I wanted a natural birth and was hoping I might get a home birth with DS1 but he was breach, I had pre-eclampsia and strep-b and some minor concerns so had to have a planned c-section. I was really jealous of people who got a nice pregnancy and/or birth but started to feel more positive about 3 years later when I was approaching a VBAC with my second. The pregnancy did not have any medical issues but then I went overdue and then my waters broke and even though his head was really low not much was happening so I ended up getting induced. After 4 hours of labour I was in agony and asked for an epidural even though I was only 3cm's but it didn't work and the pain got worse and I felt it in my bladder and knew something was wrong. The doctor could not see any outward signs of an issue but since I was not progressing and DS2 was having minor signs of distress he suggested an EMCS and I agreed knowing I would die if I didn't.
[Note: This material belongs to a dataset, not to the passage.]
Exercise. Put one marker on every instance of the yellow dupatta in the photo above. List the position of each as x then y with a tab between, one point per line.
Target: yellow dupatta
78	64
Just as we was getting ready for theatre DS2 showed massive signs of distress and I was rushed out of the room within a minute. I was right and when the surgeon cut through the first layer DS2 was outside of my uterus. My uterus, vagina and bladder had all ruptured, my urethra was crushed, I'd lost a fair bit of blood, my bowel had dropped under the uterus (it should sit above it) and I apparently just looked a horrific mess inside. I was told me and DS2 were minutes away from dying. Plus I now have to wear a catheter to act as a stent for a month to fix the damage of the crushed urethra. I was pumped full of drugs via a drip for a couple of days before switching to a pile of oral and injection medications for a week. I am particularly mad about the recovery process involved and having a lot of restrictions for 6 months. I feel VERY lucky we made it but upset about what we went through. If I felt bad about not getting a natural birth with DS1 after 3 years I am sure that I will now never learn to stop feeling jealous about positive birth stories after what happened with DS2...I know that sounds horrid but I can not help that pang of jealousy.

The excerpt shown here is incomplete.